Methods: CT and SA data from 35 patients with stages I–IVB were randomly collected from an NPC clinical trial registered on the (ID: NCT01762514). All patients received radical treatment based on intensity-modulated RT (IMRT) with a prescription dose of 68.1 Gy in 30 fractions. The patients’ ages ranged 24–72 years, and each patient had five CT sets acquired at treatment position: at the 0th, 10th, 20th, 30th fractions during the RT, and at 3-month later after the RT. The PGs for each CT set were delineated by a radiation oncologist and verified independently by another. Patients’ saliva was collected every other 10 days during the RT. Acute xerostomia was evaluated based on the RTOG acute toxicity scoring and the SA. In total, 1,703 radiomics features were calculated for PGs from each CT set, including feature value at 0th fraction (FV0F), FV10F, and delta FV (ΔFV10F-0F), respectively. Extensive experiments were conducted to achieve the optimal results. RidgeCV and Recursive Feature Elimination (RFE) were used for feature selection, while linear regression was used for predicting SA30F. Four more patients were added for independent testing.

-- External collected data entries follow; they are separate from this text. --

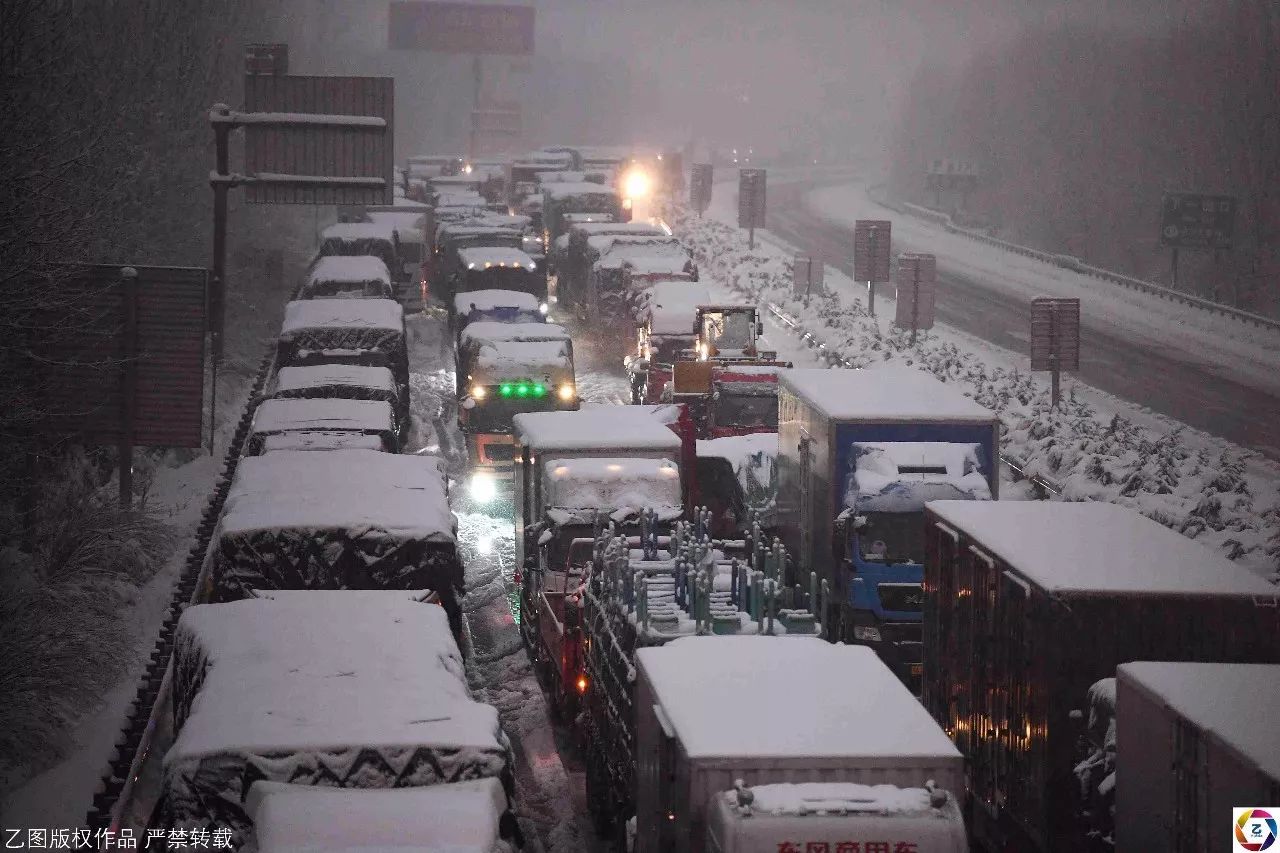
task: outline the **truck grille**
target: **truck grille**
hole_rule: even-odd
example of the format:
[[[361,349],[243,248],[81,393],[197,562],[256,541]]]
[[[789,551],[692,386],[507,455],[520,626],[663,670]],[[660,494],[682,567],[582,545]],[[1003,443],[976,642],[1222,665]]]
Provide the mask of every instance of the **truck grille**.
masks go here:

Results: Substantial changes in various radiomics metrics of PGs were observed during the RT. Eight normalized feature value (NFV), selected from NFV0F, predicted SA10F with a mean square error (MSE) of 0.9042 and a R2 score of 0.7406. Fourteen NFV, selected from ΔNFV10F-0F, NFV0F, and NFV10F to predict SA30F, showed the best predictive ability with an MSE of 0.0569. The model predicted the level of acute xerostomia with a precision of 0.9220 and a sensitivity of 100%, compared to the clinical observed SA. For the independent test, the MSE of PSA30F was 0.0233.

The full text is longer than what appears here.